Vincent (Piramide) da Indren
La gita
Accesso stradale
Qualche semaforo causa lavori per arrivare a Gressoney
Osservazioni
Visto valanghe a pera esistenti
Neve (parte superiore gita)
Farinosa ventata
Neve (parte inferiore gita)
Primaverile/trasformata
Quota neve m
1900
Equipaggiamento
Scialpinistica

Oggi, armati di coraggio, pelli di foca e un irresistibile senso dell’affare (impianti a 10 euro, roba da Black Friday alpino), siamo saliti fino a Punta Indren.

L’idea originaria era da veri sognatori canavesani: Capanna Margherita. Ma si sa, la montagna mette alla prova anche i più audaci… e il nostro coraggio ha preferito prendersi un caffè al bar. Il canale sopra Indren, diretto per la Gnifetti, ci ha guardato male, noi abbiamo abbassato lo sguardo e, per puro istinto di conservazione (o codardia strategica), abbiamo deciso di fare il giro largo — decisione che ha trasformato il nostro cammino in una marcia forzata nel mezzo a un’orda barbarica di scialpinisti e turisti vestiti da astronauti.

Tra una spinta, una maledizione e una foto Instagrammabile, alla fine abbiamo optato per la Piramide Vincent. Giornata da urlo: cielo blu, sole a palla, temperatura perfetta… e respiro da pesci fuori d’acqua dopo il terzo passo.
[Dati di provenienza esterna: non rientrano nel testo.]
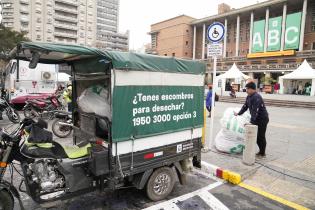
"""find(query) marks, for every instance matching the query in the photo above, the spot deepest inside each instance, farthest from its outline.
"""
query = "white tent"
(234, 74)
(303, 74)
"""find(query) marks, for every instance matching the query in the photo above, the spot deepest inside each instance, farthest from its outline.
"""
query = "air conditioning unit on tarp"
(46, 75)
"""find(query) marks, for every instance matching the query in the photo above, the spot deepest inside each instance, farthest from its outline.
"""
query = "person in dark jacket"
(209, 100)
(259, 115)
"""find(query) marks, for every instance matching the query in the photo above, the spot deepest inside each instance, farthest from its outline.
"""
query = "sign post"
(215, 34)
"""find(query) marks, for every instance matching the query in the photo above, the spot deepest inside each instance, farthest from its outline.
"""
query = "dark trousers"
(70, 107)
(261, 136)
(208, 108)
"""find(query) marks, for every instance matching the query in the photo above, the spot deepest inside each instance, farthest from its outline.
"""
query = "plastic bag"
(235, 124)
(223, 142)
(95, 99)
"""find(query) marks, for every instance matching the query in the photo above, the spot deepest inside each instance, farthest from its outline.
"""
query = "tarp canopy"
(62, 53)
(299, 78)
(233, 73)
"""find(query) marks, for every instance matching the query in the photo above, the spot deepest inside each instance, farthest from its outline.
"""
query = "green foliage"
(9, 39)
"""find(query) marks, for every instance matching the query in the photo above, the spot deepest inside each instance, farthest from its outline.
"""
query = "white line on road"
(171, 203)
(212, 201)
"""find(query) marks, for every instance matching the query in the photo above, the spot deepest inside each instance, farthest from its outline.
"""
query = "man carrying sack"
(259, 115)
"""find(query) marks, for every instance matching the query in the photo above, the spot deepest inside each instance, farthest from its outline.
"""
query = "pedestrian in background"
(67, 95)
(259, 115)
(209, 100)
(276, 87)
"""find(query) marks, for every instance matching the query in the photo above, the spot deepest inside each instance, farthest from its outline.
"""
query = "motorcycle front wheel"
(6, 200)
(62, 131)
(13, 116)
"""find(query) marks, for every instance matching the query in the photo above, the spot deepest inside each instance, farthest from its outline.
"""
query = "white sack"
(95, 99)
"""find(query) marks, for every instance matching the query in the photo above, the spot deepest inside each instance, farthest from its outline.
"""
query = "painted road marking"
(170, 203)
(296, 128)
(212, 201)
(273, 197)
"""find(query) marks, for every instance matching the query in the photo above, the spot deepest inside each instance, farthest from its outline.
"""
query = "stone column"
(251, 31)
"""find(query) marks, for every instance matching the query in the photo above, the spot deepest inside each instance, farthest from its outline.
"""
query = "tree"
(9, 39)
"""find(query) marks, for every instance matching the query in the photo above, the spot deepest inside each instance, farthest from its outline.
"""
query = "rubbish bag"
(95, 99)
(223, 142)
(235, 124)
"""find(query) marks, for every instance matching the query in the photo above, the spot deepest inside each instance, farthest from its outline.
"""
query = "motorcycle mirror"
(34, 60)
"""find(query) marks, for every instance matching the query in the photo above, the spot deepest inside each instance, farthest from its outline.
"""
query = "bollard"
(250, 144)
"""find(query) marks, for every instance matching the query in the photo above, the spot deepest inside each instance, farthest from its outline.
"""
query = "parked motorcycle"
(12, 114)
(42, 108)
(62, 125)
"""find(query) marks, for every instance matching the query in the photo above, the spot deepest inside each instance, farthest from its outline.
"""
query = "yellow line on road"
(273, 197)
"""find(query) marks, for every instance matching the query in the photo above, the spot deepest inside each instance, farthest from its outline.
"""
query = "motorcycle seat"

Il nostro Gianfranco, soprannominato la “Ferrari Umana”, ha dato spettacolo finché l’altitudine non gli ha tirato il freno a mano a 200 metri dalla vetta. Leggenda vuole che abbia sentito le marmotte fargli il tifo.

Nel frattempo, Bizio ha affrontato un altro tipo di dramma: madre natura bussava prepotentemente alla porta e lui, senza una toilette in vista, guardava ogni masso con occhi pieni di speranza.
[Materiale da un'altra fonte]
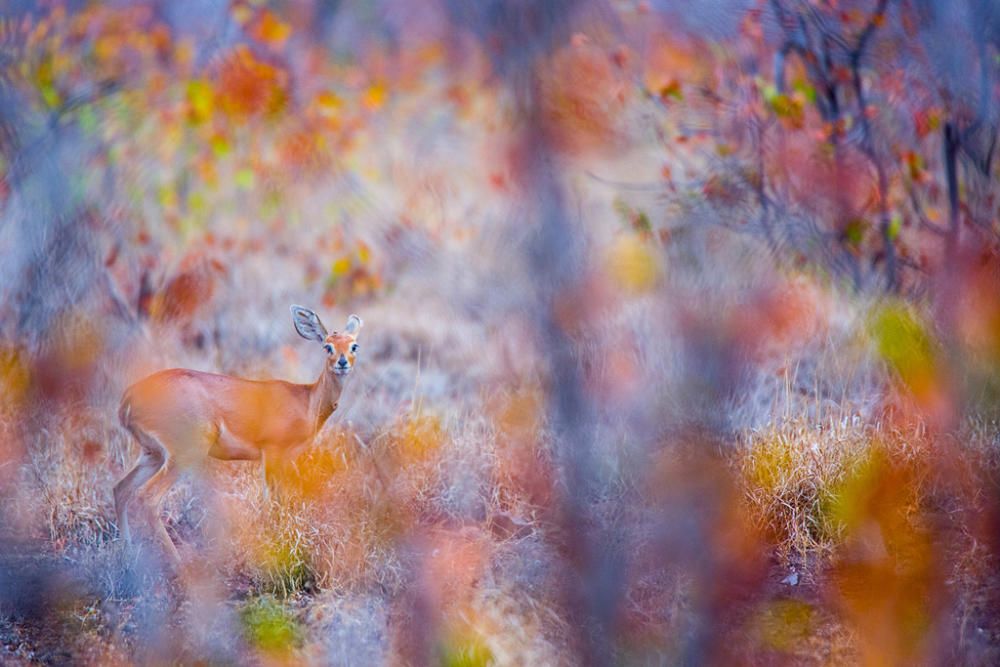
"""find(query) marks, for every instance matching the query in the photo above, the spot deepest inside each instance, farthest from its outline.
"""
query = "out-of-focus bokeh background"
(681, 344)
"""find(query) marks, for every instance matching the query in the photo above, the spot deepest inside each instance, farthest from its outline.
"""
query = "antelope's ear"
(354, 325)
(308, 324)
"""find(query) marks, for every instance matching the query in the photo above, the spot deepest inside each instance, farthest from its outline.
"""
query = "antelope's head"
(341, 346)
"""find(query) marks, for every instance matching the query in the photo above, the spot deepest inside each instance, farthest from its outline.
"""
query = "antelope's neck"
(323, 397)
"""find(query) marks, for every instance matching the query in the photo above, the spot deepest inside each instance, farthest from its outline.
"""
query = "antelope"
(179, 417)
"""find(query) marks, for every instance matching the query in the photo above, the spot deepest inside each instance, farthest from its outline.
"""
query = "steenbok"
(179, 417)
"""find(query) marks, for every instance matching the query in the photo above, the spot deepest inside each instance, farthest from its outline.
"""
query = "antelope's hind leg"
(153, 475)
(145, 469)
(153, 492)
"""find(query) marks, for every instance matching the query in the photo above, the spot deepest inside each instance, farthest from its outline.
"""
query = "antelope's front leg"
(265, 489)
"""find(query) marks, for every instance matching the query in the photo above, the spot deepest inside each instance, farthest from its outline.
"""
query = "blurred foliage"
(270, 626)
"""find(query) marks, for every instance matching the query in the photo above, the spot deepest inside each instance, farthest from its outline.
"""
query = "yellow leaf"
(633, 265)
(341, 266)
(375, 96)
(272, 30)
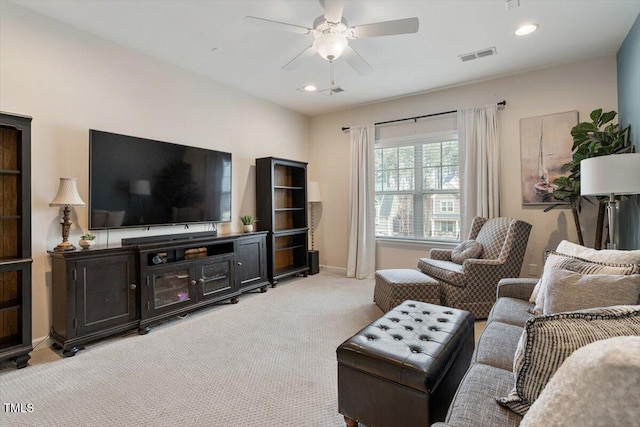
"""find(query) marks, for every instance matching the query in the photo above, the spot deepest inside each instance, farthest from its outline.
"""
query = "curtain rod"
(500, 104)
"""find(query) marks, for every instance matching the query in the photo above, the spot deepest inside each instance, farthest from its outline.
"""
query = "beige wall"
(70, 82)
(583, 87)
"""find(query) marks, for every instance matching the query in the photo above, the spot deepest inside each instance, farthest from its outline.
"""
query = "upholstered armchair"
(470, 284)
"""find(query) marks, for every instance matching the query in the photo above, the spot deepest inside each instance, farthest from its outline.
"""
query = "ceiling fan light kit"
(332, 34)
(330, 45)
(526, 29)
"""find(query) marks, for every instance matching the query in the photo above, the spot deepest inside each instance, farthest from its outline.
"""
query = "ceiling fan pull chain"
(332, 81)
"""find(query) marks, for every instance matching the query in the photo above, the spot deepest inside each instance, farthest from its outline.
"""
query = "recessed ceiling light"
(526, 29)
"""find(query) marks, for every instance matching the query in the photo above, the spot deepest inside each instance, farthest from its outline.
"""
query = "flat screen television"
(138, 182)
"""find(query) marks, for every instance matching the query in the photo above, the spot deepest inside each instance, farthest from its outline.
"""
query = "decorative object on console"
(613, 175)
(247, 223)
(87, 240)
(67, 196)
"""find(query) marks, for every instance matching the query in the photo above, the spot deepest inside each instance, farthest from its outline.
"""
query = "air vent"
(479, 54)
(331, 91)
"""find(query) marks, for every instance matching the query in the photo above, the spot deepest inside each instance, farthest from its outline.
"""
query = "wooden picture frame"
(545, 145)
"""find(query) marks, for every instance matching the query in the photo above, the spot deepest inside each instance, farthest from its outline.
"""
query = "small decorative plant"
(86, 240)
(247, 219)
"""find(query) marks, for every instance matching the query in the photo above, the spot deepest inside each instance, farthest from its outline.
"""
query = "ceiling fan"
(332, 33)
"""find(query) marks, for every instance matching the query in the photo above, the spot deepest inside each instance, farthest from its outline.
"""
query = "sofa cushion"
(497, 345)
(466, 250)
(607, 374)
(605, 255)
(569, 291)
(513, 311)
(447, 271)
(577, 265)
(548, 340)
(474, 403)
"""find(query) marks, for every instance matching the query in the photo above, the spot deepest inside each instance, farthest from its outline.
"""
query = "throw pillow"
(466, 250)
(577, 265)
(547, 341)
(566, 290)
(605, 255)
(597, 385)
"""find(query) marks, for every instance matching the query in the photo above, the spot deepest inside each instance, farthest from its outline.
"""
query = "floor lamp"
(313, 197)
(612, 175)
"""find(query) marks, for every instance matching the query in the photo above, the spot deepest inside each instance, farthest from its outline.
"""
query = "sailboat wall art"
(545, 145)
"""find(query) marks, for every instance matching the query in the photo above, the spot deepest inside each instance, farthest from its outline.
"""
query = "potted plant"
(86, 240)
(247, 223)
(590, 139)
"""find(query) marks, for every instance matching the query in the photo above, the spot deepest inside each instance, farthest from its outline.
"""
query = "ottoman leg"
(350, 422)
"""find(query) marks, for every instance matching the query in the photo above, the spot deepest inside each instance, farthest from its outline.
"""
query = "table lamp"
(67, 196)
(612, 175)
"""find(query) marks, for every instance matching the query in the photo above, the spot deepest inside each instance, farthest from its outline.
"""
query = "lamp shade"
(67, 194)
(613, 174)
(313, 192)
(140, 186)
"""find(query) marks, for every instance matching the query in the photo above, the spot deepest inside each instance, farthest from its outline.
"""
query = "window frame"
(418, 192)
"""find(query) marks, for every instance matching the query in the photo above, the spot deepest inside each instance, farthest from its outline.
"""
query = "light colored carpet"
(267, 361)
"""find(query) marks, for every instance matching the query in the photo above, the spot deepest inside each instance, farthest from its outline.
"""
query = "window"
(417, 187)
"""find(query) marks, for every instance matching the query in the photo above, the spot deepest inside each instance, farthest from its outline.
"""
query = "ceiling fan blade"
(356, 61)
(268, 23)
(386, 28)
(295, 62)
(333, 10)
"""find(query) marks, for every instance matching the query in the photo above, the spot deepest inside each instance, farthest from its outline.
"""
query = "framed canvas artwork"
(545, 145)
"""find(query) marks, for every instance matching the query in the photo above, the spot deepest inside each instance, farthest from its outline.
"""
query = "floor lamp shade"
(617, 174)
(613, 175)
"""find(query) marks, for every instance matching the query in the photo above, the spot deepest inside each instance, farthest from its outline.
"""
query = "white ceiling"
(210, 38)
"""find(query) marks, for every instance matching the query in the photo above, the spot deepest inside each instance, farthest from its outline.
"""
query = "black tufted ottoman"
(404, 368)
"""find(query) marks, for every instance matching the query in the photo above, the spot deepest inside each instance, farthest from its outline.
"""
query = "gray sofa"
(491, 370)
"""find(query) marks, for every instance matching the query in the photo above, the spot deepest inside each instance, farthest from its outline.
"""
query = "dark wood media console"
(100, 292)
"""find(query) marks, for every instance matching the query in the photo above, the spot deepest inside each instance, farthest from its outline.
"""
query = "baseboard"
(42, 342)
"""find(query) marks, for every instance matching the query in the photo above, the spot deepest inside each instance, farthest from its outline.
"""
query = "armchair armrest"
(440, 254)
(520, 288)
(479, 262)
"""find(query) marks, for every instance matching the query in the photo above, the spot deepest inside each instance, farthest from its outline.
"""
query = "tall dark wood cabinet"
(94, 295)
(15, 238)
(281, 208)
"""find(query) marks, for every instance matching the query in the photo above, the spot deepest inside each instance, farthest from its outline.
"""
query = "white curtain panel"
(479, 146)
(361, 258)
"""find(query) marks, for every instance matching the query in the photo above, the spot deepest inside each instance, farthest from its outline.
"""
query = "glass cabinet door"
(215, 276)
(171, 285)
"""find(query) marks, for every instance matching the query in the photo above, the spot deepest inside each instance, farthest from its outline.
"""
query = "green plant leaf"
(607, 117)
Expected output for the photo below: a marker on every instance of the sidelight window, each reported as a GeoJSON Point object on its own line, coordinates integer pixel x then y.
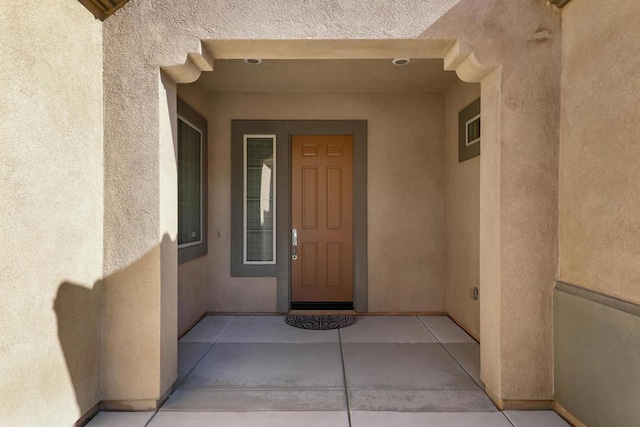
{"type": "Point", "coordinates": [192, 185]}
{"type": "Point", "coordinates": [259, 229]}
La discesa è stata un’esperienza mistica: 100 metri di farina compatta, neve crostosa da campo minato, accumuli di neve che sembravano gobbe da rodeo alpino. Poi, miracolo! Sotto il rifugio Mantova, finalmente la neve perfetta: morbida, docile, una poesia da sciare che ci ha quasi fatto dimenticare che la giornata incominciava a farsi sentire.

Le nostre eroine femminili hanno dato tutto quello che avevano e anche qualcosa in più. Nik, dopo minacce, preghiere e trattative degne di un sequestro internazionale, ha finalmente tolto gli scarponi e ha immerso i piedi nella neve, raggiungendo un’estasi mistica superiore solo a quella di chi trova il Wi-Fi in quota.
Nel frattempo, Elisa, con invidiabile spirito zen, decideva di recuperare energie… schiacciando un pisolino direttamente in mezzo alla pista di rientro, incurante di sciatori, guide alpine, ed atleti. Monumentale.

E infine, menzione d’onore ai veri immortali: il possente Gigante Marrone, l’indomito Andrea, e il sottoscritto — i decani del gruppo, che nonostante anni, acciacchi e ginocchia scricchiolanti si sono aggiudicati il podio di vetta.
E sopra tutti, un applauso fragoroso al Mr. Goglio, vincitore assoluto del Trofeo Marlboro: sigaretta di trinciato accesa direttamente in pista, tiro profondo, e torna come nuovo… mentre noi, agonizzanti, cercavamo l’ossigeno nei crinali.